Costa has never been typical, though his early work at least bears the lipstick traces of conventional film production. His 1989 debut feature, The Blood (O Sangue), is a black-and-white, film noir–fed fever dream — comparisons have been made to The Night of the Hunter — about two brothers left to fend for themselves when their father disappears, or is murdered (depending on what you make of the typically oblique Costa image of what may be a human body being dragged into a lake under cover of darkness). That movie and Costa’s two subsequent features were all professionally made, brilliantly photographed in 35 mm by crews that one marvels could be squeezed into the small Cape Verdean fishing village of Down to Earth, or the crumbling apartments of Bones. For a director as invested as Costa is in the moral and ethical ramifications of filmmaking — of intruding upon life with one’s camera — it was perhaps inevitable that he could not continue working in this way. So, with In Vanda’s Room (No Quarto de Vanda) (2000), Costa often filmed alone, with a small DV camera, in a manner that a professional production could never support: two years spent entrenched in Fontainhas, in and around the domicile of the titular methadone addict (whom Costa had first encountered while making Bones), and one more in the editing room. The result is a film of the most extraordinary stillness and patience — a movie of lives suspended in time. It is a film that challenges our notions of where documentary ends and fiction begins. And it was, for Costa, an artistic breakthrough comparable to Jackson Pollock’s discovery of abstract expressionism.

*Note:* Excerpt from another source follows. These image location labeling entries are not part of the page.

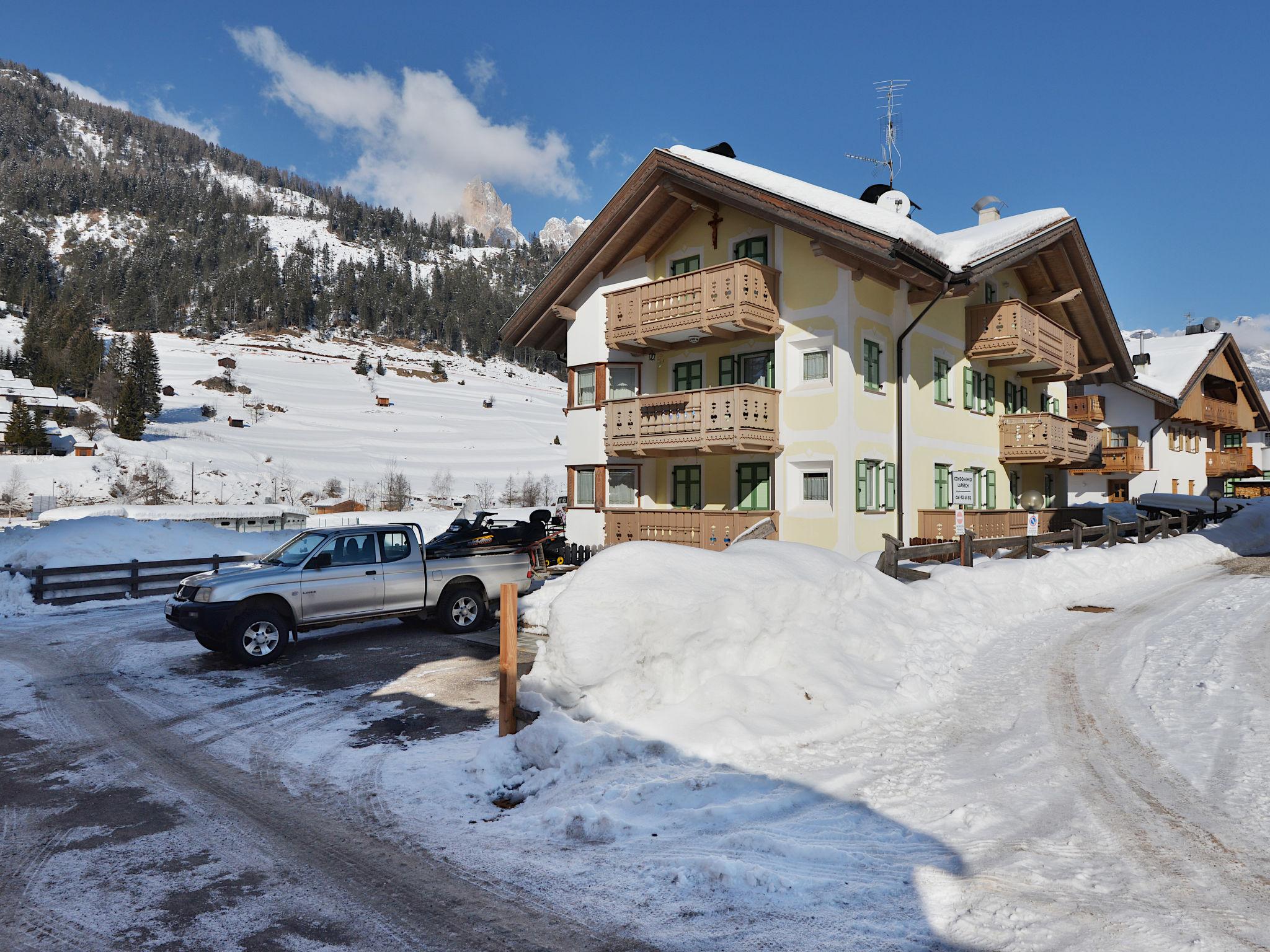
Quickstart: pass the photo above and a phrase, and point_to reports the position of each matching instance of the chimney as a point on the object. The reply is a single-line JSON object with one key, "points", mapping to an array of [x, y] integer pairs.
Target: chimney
{"points": [[988, 208]]}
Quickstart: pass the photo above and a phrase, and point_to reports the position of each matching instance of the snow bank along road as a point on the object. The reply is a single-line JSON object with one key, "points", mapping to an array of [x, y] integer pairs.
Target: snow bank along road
{"points": [[1042, 780], [145, 803]]}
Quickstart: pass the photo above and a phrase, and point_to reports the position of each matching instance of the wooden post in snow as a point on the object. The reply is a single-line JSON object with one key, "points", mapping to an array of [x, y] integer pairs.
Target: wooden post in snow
{"points": [[507, 658]]}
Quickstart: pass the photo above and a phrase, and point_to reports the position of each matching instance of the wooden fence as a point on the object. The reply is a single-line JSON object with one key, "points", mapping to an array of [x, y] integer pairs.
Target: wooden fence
{"points": [[94, 583], [1080, 536]]}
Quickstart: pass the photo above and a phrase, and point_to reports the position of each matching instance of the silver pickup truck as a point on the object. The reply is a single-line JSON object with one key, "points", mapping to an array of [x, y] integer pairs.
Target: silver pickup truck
{"points": [[338, 575]]}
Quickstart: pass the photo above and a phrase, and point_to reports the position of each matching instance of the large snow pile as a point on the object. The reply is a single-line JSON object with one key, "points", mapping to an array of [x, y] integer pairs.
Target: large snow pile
{"points": [[771, 644], [106, 540]]}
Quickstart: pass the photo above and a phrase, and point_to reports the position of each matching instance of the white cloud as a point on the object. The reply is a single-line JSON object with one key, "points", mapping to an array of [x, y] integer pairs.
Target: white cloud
{"points": [[84, 92], [420, 140], [481, 73], [1250, 332], [203, 128], [598, 151]]}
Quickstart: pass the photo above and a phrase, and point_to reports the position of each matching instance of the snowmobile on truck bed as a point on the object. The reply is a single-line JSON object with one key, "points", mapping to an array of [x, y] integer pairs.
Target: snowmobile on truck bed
{"points": [[484, 534]]}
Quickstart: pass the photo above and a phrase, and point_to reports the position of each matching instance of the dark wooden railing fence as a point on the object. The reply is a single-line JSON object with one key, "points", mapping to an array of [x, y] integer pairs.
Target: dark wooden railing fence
{"points": [[134, 579], [963, 549]]}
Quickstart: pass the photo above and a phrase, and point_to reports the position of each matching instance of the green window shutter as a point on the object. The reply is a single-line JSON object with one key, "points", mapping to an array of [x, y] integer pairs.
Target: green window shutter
{"points": [[727, 371]]}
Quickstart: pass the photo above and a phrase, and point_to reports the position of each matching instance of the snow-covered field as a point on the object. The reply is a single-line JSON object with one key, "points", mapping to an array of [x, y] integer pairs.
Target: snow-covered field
{"points": [[778, 748], [328, 426]]}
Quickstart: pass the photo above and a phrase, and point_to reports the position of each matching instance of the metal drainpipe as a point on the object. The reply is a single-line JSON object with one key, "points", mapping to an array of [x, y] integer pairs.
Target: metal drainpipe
{"points": [[900, 413]]}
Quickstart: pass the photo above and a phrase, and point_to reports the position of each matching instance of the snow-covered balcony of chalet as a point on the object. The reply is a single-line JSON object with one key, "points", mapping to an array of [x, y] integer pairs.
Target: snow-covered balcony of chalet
{"points": [[721, 302], [1128, 456], [1049, 439], [741, 419], [704, 528], [1086, 409], [1236, 461], [1014, 334]]}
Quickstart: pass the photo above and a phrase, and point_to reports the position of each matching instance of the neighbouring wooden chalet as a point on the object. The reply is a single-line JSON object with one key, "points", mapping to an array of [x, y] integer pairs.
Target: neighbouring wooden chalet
{"points": [[327, 507], [1183, 425], [744, 346]]}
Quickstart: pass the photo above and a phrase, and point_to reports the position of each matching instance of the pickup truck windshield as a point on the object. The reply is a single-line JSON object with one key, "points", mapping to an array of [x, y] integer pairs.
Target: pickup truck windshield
{"points": [[295, 551]]}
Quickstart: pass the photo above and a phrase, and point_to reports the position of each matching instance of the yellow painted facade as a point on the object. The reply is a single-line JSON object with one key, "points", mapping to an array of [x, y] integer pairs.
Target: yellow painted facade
{"points": [[830, 426]]}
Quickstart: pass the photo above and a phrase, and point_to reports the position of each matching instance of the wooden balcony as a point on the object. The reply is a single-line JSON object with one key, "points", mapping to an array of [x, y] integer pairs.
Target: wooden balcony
{"points": [[1049, 439], [1231, 462], [1086, 409], [938, 524], [739, 419], [1221, 414], [724, 301], [1129, 460], [1013, 334], [704, 528]]}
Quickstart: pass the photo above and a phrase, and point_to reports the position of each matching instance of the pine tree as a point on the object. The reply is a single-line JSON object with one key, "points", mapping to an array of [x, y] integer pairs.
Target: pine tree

To fully understand the achievement of In Vanda’s Room, it may be necessary to see the film Costa made immediately after it, Where Does Your Hidden Smile Lie? (2001), which is a portrait of the filmmaker Jean-Marie Straub and his late wife, Danielle Huillet, as they work on the editing of their 1999 film Sicily! It is, Costa has said, a movie about work, and that is true; but it is moreover a movie about patience and precision, and about the life-altering consequences that can be contained within a single frame of film, a single cut, a single word. As the Straubs view and re-view the same stretches of film, searching for what they believe in their gut — that there is only one right way to put it all together — it is as though Costa is showing us what he demands of himself as an artist working in cinema.

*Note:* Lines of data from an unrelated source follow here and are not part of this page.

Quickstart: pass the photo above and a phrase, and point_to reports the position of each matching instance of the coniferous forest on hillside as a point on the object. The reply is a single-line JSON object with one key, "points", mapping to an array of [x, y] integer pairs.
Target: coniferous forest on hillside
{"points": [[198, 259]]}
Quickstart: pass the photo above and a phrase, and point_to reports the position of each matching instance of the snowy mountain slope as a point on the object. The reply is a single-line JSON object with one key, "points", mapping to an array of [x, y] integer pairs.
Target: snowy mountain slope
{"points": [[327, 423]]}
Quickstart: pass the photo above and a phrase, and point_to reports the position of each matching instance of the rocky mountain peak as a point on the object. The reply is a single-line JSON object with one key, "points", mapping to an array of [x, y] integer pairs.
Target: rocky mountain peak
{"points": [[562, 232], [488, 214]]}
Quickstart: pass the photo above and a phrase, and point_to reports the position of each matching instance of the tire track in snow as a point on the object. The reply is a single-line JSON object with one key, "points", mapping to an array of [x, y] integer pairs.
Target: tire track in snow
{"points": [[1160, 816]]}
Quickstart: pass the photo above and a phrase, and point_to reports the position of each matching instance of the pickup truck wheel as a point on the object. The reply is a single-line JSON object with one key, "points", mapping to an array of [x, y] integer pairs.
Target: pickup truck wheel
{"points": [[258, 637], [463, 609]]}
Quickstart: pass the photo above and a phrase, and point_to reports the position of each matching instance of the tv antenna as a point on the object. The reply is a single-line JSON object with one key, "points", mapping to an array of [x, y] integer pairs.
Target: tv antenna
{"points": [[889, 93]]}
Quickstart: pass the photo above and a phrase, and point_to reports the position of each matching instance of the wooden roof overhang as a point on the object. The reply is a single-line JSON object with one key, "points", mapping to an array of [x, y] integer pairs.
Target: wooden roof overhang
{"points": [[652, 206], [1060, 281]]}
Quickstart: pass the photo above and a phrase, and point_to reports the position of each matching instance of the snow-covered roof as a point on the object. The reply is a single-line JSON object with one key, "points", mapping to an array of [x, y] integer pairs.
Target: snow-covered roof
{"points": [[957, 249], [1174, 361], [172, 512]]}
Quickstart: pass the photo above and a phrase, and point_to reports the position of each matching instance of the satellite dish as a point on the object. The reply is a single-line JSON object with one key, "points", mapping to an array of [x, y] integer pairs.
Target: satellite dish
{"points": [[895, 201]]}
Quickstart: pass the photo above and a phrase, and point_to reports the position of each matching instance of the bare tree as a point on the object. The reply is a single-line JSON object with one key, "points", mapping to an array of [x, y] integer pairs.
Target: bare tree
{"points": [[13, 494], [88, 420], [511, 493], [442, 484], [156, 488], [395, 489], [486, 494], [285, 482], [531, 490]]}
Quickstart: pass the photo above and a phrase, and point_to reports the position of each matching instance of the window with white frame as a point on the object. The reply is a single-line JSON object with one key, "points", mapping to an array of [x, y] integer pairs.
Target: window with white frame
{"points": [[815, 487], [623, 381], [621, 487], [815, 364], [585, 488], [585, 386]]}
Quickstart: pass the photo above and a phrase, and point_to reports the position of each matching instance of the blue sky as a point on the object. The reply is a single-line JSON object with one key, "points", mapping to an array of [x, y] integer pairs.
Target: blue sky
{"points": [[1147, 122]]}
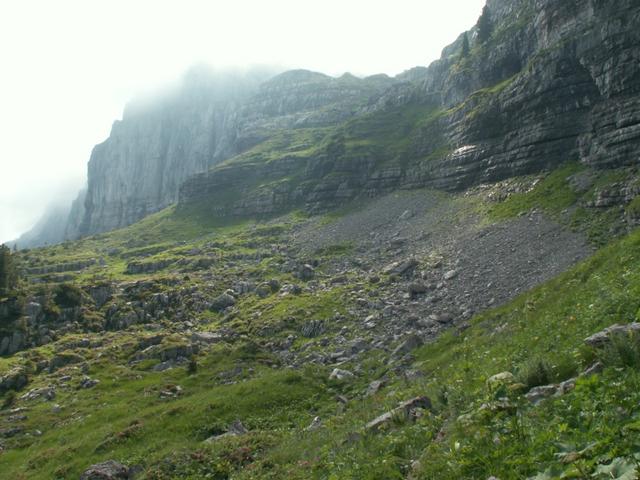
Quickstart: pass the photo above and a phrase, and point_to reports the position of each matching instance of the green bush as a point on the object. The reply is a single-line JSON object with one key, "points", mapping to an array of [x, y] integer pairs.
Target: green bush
{"points": [[67, 296], [622, 351], [535, 373]]}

Which brings me, I suppose, back to Colossal Youth, which is both Costa’s most discussed film to date and, I would propose, his greatest. It is Fontainhas once more, or rather what is left of it, as a man called Ventura wanders dazedly between his gutted-out former residence and a couple of prospective new ones, crossing paths with a succession of fellow travelers whom he refers to as his “children,” grasping at the flickering embers of some real or imagined past. It is, unlike In Vanda’s Room, a film in which we are constantly forced to assess what is real and what is but a waking dream — a film in which the living dead of George Romero seem to be perambulating the desolate vistas of John Ford. Only, the monuments in this valley are not mountains but ruins. I grant that Colossal Youth isn’t for everyone: The pacing is slow (there are maybe 30 or 40 shots over the course of two and a half hours of screen time), and sometimes we are looking, for minutes on end, at two people lying on a bed watching TV, or sitting in a small, under-lit room playing cards. But as with so many of the greatest and most lasting artists, Costa is not meant to be easy, nor is he likely to be fully appreciated in his own lifetime.

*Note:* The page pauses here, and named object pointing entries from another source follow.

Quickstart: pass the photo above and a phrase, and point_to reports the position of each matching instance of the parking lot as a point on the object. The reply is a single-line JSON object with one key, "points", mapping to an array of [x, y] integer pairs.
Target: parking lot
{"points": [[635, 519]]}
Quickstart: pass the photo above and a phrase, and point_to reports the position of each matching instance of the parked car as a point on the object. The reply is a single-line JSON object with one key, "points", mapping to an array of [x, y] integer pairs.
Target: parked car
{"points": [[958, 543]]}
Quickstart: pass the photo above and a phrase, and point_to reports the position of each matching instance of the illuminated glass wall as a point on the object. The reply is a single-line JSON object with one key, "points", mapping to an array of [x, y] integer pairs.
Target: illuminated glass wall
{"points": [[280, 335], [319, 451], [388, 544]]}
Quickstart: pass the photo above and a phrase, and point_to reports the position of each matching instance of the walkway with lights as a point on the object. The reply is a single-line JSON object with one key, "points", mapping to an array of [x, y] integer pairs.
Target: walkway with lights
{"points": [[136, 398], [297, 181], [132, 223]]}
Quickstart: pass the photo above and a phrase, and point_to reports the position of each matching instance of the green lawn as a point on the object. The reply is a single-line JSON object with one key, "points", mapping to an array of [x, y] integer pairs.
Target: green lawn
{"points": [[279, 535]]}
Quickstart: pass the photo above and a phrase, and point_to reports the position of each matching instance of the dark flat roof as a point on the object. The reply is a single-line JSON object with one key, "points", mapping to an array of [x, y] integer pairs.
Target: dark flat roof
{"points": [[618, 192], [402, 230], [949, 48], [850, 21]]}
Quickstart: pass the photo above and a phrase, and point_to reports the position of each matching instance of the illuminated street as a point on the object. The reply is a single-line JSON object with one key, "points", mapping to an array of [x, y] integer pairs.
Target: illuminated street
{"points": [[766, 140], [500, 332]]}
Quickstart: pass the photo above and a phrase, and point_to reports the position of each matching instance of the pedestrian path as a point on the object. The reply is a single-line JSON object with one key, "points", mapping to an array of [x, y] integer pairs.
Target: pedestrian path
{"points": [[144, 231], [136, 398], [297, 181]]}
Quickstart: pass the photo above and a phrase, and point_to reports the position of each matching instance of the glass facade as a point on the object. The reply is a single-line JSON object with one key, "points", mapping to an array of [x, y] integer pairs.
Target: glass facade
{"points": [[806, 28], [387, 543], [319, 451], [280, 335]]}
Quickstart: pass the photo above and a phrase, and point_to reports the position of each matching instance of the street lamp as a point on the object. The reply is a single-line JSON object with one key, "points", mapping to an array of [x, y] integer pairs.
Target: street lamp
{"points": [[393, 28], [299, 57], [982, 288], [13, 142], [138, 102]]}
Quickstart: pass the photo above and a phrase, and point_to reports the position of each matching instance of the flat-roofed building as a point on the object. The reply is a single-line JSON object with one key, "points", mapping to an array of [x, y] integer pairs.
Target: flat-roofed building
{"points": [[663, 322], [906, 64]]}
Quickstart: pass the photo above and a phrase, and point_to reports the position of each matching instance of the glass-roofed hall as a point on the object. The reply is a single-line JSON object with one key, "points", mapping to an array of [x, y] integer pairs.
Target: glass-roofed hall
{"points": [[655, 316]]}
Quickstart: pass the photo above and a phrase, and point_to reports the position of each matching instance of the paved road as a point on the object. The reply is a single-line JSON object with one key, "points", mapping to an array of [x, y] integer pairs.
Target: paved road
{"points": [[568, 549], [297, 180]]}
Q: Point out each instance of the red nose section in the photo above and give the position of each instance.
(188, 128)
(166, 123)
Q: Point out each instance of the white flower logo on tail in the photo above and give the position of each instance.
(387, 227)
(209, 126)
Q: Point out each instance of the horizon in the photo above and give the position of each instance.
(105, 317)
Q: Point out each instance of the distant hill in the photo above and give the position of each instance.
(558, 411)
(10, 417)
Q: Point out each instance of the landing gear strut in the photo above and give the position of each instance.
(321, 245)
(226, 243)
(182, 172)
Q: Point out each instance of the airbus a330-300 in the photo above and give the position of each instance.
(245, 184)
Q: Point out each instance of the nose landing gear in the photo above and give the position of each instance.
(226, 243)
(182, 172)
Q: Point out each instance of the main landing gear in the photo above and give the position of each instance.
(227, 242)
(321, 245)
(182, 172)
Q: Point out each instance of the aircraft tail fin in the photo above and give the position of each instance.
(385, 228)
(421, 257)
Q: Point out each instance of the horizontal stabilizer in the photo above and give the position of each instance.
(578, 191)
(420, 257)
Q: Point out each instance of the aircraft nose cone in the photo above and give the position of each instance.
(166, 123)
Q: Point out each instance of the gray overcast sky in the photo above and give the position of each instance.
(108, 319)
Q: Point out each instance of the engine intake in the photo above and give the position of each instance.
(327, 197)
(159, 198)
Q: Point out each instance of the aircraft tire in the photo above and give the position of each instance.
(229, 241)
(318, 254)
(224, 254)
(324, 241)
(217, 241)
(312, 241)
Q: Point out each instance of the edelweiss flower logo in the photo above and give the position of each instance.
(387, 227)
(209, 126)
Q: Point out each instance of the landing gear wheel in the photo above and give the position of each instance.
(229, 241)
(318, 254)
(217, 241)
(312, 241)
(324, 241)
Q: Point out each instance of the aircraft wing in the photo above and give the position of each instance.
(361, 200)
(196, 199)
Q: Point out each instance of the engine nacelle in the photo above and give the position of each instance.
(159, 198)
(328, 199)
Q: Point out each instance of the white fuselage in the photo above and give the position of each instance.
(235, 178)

Costa will not get rich making these movies — not monetarily so, though he may be the first modern filmmaker to beg serious consideration for a Nobel Peace Prize. In the meantime, at REDCAT, one can see Costa’s newest work, the short film Tarrafal (which premiered this year at Cannes), and another remarkable short, Ne Change Rien, starring the actress Jeanne Balibar in a trio of musical sequences that progress from the intimacy of a dressing room to the blinding stage lights of a crowded arena. It is said by Costa to be part of a larger work in progress, the full nature of which one can only imagine. A Pedro Costa musical — now, what would that be like?